Namun kata Duke, yang menjadi persoalan baru yang muncul adalah, pelantikan terhadap Sekda Baru, Suleman Lakoro. Seharusnya kata duke, proses pelantikan Sekda Gorut yang baru, Suleman Lakoro, belum bisa dilakukan oleh Bupati Gorut, Indra Yasin, sebab itu menjadi bagian dari inti Putusan Penundaan oleh PTUN Gorontalo.
“Karena SK Bupati itu (Tentang Pembebasan Tugas Ridwan Yasin_red) sudah ditunda. Artinya, selama putusan ini belum incrah, masih sementara berproses, maka SK itu tidak dilaksanakan dulu. Artinya, Sekda masih tetap Pak Ridwan Yasin. Harusnya, mainsed berpikirnya seperti itu. sampai nanti ada putusan berkekuatan hukum tetap,” kata Duke.
Diterangkannya, dengan dilantiknya Sekda Gorut yang baru, menjadi seperti buah simalakama bagi Bupati Gorut. Sebab, jika pada putusan incrah nanti Ridwan Yasin yang memenangkan perkara gugatannya, Bupati Gorut akan kebingungan menggunakan Sekda yang mana. Sehingga dalam hal ini, seharusnya rekomendasi Komisi Aparatur Sipil Negara (KASN) kepada Bupati Gorontalo Utara untuk dapat melakukan pemilihan Sekda yang baru, menjadi petunjuk baginya.
“Rekomendasi KASN itu kan bersyarat, bukan rekomendasi yang tanpa syarat. Rekomendasi KASN kepada Bupati untuk dapat melakukan proses pemilihan Sekda yang baru itu bersyarat. Syaratnya, ada perjanjian antara Sekda baru dan PPK dalam hal ini Bupati, apabila Ridwan Yasin memenangkan gugatannya di PTUN ya, bukan PTTUN, Sekda yang baru harus siap mengundurkan diri. Makanya itu yang saya ingin tanyakan, apakah Bupati telah melakukan itu,” terangnya.
Selanjutnya ia menambahkan, jika Bupati Gorut tidak menambahkan syarat sesuai rekomendasi KASN itu terhadap Sekda yang baru, maka ia menilai ada upaya untuk menyembunyikan fakta.
“Kalau ada, maka Sekda baru harus mengundurkan diri karena Pak Ridwan Yasin menang di PTUN. Kalau tidak ada, berarti ini kan ada upaya penyembunyian fakta.
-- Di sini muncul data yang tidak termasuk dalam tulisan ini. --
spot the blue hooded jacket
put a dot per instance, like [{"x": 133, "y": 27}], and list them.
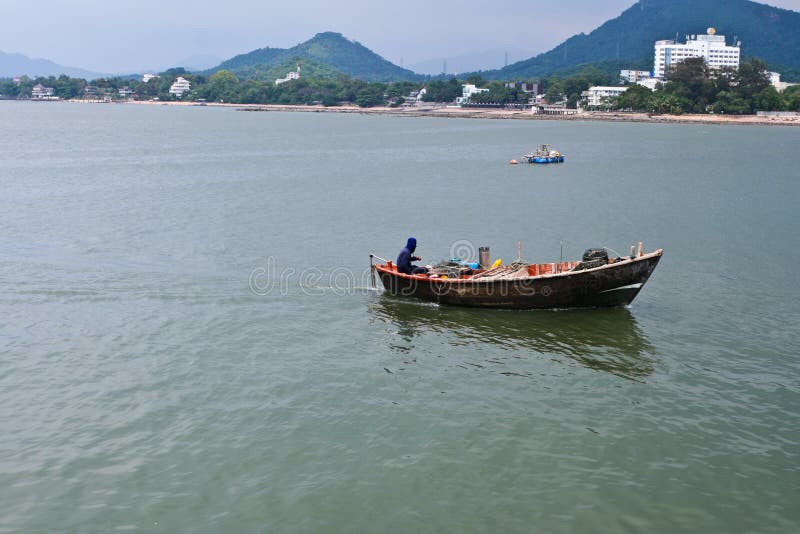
[{"x": 405, "y": 257}]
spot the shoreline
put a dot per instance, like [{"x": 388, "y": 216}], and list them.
[{"x": 473, "y": 113}]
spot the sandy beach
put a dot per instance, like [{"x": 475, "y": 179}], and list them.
[{"x": 473, "y": 113}]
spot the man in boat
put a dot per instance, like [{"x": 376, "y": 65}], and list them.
[{"x": 405, "y": 258}]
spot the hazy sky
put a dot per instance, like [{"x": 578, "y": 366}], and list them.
[{"x": 120, "y": 36}]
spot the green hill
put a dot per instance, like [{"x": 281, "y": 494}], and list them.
[
  {"x": 268, "y": 73},
  {"x": 330, "y": 49},
  {"x": 766, "y": 32}
]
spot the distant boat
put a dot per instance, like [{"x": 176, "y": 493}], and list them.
[
  {"x": 595, "y": 281},
  {"x": 544, "y": 154}
]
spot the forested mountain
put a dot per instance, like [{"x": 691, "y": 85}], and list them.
[
  {"x": 340, "y": 54},
  {"x": 769, "y": 33}
]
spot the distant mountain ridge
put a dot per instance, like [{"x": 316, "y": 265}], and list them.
[
  {"x": 769, "y": 33},
  {"x": 329, "y": 48},
  {"x": 12, "y": 65}
]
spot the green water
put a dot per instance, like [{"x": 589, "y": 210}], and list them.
[{"x": 189, "y": 342}]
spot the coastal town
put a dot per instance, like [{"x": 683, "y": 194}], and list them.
[{"x": 477, "y": 97}]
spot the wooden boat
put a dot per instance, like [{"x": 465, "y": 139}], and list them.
[
  {"x": 544, "y": 154},
  {"x": 530, "y": 286}
]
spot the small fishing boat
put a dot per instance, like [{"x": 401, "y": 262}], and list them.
[
  {"x": 595, "y": 281},
  {"x": 544, "y": 154}
]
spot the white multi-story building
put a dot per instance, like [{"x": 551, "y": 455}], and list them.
[
  {"x": 40, "y": 92},
  {"x": 467, "y": 90},
  {"x": 180, "y": 86},
  {"x": 710, "y": 47},
  {"x": 600, "y": 95},
  {"x": 293, "y": 75},
  {"x": 633, "y": 76}
]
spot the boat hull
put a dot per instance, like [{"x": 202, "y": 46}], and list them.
[{"x": 616, "y": 284}]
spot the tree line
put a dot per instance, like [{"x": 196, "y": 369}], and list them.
[{"x": 690, "y": 87}]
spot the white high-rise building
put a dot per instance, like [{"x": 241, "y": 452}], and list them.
[
  {"x": 180, "y": 86},
  {"x": 711, "y": 47}
]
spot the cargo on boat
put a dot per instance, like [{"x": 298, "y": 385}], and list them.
[
  {"x": 595, "y": 281},
  {"x": 544, "y": 154}
]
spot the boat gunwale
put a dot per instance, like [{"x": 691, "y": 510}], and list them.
[{"x": 424, "y": 278}]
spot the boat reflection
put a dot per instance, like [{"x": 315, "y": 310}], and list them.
[{"x": 604, "y": 339}]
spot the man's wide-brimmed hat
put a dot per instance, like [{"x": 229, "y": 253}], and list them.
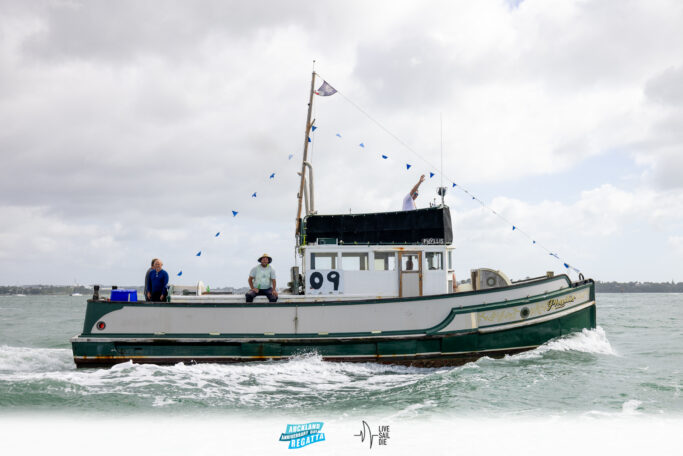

Kalau tidak ada, seharusnya proses pergantian Sekda yang baru tidak bisa dilanjutkan. Kan begitu logikanya. Ini yang menjadi masalah sekarang, sudah ada Sekda baru, dan Pak Ridwan Yasin dimenangkan oleh PTUN, maka sekarang ini ada dua Sekda. Karena ada Putusan Penundaan dari PTUN. Harusnya, Sekda yang baru mengundurkan diri, biar Pak Bupati juga, tidak kehilangan muka,” pungkasnya.